Third, we can see that there is one character at the bottom position of the stack that’s initialised to 0. After every single-character-test, some result is or’d with this value. And at the very end there is a conditional jump (the only jump in the code) depending on this value, that jumps only if the value is not 0. Here, the jump is taken, and shortly thereafter the function/machine quits and returns 0 (which is interpreted as ‘incorrect’ by main).
The conclusion here is, that each character of the password is tested with some operations which result in 0 if and only if the character is correct. These results are or’d together over time. If that results in 0 at the end, the correct password was entered.
So how do we solve this? One way would be to read the code and calculate what input will lead to a 0 in the end. For example, we can see that the substraction-test for char 0 would result in 0 if the input value is 0x4d (’M’; not that surprising, since all flags start with “MRMCDCTF{”).
Another way would be to feed it all into a theorem prover like Z3. During the CTF, this approach resulted in the quickest solve of this challenge.
But there is yet another option: We can change the code of the machine as we wish. And we know that if there is an or-operation on the cumulative result on the bottom of the stack, and one of the values is not 0, that the last single-character-test has failed.
And if we always know which character is wrong, we can brute force the password one character at a time, with only a few thousand tries.

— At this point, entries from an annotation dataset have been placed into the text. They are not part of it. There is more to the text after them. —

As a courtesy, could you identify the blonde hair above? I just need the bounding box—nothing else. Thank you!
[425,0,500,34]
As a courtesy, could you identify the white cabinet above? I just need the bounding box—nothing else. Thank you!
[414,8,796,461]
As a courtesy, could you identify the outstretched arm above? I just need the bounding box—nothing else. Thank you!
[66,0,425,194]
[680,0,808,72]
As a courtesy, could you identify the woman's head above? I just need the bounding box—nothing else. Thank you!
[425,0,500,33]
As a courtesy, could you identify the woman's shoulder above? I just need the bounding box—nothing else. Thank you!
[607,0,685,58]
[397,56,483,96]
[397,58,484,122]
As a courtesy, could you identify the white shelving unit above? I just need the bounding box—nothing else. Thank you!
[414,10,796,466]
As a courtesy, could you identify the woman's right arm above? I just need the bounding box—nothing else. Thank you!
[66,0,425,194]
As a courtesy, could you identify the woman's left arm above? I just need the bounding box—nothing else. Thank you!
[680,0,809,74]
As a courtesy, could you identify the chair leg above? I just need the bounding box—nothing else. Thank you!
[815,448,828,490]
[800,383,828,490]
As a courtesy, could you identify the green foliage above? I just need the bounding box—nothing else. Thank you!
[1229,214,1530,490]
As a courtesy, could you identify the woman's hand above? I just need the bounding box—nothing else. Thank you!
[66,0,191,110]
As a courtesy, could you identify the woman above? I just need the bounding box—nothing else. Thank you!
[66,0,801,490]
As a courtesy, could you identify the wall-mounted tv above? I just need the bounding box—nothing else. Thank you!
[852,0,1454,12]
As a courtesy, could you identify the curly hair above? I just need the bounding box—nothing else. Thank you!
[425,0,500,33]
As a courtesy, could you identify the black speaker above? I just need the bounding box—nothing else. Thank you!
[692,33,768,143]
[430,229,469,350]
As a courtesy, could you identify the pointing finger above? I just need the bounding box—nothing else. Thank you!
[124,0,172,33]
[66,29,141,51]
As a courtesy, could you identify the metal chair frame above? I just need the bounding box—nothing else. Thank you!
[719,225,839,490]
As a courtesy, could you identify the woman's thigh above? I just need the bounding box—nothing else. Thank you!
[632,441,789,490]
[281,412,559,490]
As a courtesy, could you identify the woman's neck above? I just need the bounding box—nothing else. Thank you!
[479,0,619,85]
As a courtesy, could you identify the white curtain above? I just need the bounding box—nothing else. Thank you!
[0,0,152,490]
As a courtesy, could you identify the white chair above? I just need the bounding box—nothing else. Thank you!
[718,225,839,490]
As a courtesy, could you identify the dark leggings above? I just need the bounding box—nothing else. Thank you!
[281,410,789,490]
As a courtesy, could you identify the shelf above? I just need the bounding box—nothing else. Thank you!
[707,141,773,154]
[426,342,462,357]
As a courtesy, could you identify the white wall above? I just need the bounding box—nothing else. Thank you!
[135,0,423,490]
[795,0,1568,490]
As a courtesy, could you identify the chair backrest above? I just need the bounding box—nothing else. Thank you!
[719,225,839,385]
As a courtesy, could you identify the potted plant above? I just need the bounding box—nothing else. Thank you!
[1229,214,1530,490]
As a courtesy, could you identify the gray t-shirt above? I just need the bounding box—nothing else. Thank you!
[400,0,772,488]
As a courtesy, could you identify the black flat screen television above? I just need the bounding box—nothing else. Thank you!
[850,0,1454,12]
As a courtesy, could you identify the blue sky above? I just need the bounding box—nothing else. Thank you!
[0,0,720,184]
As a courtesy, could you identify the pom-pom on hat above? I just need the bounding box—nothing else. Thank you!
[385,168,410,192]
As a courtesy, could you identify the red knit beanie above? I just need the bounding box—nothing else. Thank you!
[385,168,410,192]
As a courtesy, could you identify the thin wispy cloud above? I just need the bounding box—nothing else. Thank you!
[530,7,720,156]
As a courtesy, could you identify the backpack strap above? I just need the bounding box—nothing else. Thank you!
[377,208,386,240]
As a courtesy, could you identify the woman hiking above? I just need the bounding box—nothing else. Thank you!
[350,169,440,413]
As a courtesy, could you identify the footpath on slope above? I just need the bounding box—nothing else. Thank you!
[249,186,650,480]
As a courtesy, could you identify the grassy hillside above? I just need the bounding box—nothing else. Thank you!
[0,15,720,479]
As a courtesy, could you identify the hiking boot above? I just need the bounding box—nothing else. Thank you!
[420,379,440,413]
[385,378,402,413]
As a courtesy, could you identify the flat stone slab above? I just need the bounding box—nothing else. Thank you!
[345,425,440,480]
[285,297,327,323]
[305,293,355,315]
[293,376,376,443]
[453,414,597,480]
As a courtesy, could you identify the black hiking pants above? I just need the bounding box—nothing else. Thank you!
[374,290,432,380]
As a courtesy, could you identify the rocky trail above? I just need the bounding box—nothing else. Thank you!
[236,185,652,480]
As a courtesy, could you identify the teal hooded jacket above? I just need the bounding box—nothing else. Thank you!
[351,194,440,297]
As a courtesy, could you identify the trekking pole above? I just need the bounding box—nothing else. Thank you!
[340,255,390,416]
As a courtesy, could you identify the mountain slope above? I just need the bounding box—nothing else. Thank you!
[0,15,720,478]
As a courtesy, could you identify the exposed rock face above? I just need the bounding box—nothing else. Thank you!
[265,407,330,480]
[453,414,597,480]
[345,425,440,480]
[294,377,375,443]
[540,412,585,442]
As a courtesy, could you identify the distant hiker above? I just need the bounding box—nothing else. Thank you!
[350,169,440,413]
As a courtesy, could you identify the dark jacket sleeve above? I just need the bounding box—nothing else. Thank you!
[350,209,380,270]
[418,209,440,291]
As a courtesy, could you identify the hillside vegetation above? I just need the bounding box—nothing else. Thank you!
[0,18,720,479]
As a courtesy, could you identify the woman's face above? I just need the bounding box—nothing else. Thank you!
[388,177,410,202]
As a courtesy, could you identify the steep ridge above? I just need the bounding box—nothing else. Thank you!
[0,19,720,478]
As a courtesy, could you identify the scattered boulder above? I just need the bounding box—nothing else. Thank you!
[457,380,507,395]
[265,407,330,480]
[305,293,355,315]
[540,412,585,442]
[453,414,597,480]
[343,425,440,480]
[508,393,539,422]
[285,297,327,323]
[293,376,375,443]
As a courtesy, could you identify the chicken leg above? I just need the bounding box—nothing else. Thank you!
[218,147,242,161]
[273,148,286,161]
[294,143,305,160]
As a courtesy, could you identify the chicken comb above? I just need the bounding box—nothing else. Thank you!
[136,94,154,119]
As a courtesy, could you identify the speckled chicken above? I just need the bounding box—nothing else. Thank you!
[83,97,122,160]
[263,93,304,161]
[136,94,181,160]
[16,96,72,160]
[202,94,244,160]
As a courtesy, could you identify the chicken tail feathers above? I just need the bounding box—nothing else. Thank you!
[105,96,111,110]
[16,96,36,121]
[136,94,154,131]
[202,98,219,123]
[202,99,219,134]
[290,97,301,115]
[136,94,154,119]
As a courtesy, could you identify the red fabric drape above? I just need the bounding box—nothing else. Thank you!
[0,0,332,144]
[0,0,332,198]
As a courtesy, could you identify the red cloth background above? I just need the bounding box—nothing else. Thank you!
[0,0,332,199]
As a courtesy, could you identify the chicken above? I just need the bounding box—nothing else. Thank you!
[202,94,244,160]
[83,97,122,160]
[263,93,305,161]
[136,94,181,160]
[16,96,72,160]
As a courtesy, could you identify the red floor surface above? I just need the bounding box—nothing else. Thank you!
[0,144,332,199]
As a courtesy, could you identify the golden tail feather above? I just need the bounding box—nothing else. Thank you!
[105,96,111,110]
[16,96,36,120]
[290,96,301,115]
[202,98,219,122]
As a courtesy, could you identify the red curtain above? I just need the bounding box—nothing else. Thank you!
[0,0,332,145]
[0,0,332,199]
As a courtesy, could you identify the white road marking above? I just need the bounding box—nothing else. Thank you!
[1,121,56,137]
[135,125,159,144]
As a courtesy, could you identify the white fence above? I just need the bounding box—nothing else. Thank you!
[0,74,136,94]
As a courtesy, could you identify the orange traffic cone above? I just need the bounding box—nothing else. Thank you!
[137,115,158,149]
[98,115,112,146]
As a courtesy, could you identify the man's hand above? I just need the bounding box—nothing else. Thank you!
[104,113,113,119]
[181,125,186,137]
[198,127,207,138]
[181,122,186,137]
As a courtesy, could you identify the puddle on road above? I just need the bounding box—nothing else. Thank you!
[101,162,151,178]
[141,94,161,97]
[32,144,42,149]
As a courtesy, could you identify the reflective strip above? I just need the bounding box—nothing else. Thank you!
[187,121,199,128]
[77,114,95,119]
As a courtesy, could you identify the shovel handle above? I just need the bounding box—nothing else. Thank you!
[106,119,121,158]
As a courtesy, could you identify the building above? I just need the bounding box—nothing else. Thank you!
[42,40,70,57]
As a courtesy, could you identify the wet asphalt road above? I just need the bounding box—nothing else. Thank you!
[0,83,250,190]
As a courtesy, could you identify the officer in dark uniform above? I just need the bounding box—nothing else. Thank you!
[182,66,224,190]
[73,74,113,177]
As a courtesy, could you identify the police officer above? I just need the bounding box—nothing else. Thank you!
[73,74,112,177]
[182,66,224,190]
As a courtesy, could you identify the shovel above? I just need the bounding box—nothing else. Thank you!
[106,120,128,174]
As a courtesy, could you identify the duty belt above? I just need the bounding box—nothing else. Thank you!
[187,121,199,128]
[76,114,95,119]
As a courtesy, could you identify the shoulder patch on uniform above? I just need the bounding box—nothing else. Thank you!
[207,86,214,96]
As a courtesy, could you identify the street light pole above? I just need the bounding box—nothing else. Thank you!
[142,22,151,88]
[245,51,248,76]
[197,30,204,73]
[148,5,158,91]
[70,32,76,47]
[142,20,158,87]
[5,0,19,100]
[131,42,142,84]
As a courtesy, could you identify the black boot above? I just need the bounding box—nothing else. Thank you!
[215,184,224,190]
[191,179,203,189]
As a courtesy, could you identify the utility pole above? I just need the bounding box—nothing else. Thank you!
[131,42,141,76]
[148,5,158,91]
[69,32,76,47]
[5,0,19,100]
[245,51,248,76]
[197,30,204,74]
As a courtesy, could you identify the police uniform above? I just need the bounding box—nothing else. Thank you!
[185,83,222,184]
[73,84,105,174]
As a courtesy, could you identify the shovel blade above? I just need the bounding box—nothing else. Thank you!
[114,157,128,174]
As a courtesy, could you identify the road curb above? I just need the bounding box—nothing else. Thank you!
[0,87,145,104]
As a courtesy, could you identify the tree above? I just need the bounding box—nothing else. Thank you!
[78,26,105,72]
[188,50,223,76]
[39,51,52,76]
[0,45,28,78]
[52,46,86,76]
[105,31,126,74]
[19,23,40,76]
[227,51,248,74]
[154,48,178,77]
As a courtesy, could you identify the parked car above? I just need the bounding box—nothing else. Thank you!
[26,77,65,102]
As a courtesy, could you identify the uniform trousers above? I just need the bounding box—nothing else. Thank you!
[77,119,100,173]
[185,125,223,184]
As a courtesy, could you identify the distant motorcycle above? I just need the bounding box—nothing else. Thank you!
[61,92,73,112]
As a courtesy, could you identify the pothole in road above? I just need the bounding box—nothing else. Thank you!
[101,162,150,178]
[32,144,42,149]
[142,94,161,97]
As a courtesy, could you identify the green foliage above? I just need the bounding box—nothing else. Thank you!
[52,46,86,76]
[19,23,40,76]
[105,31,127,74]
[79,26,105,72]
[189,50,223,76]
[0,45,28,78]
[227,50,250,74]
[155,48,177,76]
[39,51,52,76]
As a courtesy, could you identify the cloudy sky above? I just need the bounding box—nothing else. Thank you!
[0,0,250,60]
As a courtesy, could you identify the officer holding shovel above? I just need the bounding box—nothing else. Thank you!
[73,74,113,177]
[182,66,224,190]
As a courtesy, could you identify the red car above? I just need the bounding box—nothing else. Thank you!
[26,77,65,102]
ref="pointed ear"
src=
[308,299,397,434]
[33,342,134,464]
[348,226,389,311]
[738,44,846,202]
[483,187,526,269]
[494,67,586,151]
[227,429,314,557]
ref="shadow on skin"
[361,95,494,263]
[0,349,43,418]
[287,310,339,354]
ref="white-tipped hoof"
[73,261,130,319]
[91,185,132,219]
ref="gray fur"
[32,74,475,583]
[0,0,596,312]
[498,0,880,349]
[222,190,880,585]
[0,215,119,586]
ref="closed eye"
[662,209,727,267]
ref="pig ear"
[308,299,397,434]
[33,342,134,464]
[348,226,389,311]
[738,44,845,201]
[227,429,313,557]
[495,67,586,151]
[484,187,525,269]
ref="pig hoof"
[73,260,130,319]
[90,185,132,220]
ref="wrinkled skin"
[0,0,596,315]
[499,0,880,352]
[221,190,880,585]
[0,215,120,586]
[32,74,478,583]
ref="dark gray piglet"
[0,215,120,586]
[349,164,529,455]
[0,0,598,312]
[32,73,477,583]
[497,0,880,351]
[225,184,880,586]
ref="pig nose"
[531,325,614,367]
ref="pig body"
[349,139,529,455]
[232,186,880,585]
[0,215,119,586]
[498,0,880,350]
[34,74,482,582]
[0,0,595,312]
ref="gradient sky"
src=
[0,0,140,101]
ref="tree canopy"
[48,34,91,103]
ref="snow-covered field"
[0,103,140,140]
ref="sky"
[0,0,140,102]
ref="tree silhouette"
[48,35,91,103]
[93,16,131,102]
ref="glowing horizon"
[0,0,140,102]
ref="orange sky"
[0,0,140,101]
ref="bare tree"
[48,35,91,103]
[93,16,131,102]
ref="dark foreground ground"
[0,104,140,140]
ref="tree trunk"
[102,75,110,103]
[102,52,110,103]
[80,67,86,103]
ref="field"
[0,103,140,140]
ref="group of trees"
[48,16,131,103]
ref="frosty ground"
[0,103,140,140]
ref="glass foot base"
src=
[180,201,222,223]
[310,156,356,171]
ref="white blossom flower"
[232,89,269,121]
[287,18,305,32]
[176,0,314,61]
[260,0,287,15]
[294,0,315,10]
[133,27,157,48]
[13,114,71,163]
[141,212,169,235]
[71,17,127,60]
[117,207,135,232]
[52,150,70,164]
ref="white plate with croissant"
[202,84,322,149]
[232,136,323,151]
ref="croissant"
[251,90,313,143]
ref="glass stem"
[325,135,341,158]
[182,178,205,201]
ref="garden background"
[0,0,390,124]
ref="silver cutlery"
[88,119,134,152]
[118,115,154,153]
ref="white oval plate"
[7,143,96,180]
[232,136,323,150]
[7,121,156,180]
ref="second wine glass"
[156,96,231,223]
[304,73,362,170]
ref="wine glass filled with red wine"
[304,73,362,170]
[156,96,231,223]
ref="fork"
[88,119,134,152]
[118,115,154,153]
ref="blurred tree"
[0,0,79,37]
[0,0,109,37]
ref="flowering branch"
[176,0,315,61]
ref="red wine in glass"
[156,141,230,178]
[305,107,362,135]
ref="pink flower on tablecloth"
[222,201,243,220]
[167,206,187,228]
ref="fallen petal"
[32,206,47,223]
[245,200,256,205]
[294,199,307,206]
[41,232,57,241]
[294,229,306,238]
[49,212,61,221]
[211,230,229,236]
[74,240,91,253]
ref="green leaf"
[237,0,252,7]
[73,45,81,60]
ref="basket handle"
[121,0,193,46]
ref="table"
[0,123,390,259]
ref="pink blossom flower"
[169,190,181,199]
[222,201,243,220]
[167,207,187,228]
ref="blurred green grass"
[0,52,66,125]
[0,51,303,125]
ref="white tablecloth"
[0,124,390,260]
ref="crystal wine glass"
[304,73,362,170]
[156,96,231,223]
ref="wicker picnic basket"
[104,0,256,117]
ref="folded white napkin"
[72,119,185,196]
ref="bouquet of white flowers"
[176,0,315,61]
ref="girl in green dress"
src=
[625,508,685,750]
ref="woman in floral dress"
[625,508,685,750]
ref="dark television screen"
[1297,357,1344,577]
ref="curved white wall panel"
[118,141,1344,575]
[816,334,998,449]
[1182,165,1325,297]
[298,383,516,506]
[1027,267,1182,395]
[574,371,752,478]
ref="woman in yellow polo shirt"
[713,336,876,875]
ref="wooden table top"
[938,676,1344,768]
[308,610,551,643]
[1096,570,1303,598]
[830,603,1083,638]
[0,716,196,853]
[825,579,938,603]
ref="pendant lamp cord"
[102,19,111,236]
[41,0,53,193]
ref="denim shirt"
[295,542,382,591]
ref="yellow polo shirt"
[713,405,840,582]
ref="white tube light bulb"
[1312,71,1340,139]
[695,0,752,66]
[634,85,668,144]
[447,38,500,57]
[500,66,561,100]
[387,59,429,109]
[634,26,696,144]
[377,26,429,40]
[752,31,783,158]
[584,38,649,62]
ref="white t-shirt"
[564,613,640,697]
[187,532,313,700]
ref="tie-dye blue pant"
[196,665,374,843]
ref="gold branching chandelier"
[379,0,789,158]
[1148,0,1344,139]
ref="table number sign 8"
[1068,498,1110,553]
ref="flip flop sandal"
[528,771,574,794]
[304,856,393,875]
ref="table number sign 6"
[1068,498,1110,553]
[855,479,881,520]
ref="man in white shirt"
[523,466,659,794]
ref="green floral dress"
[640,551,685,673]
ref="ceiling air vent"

All we have to do is add some code that calls bie1aibeathae6pieTh6 with possible passwords, and some modifications in the machine that relay back which character was wrong. A dirty implementation of this approach can be found here.
And yes, one could have optimised it even more: since the characters of the password are tested independently of each other and we see the result of each test, we could have brute forces all characters at the same time and be done after less than 256 tries. But given that even this dirty approach takes less than a second on my machine (and could even be faster without the debug output), I consider this a minor imperfection.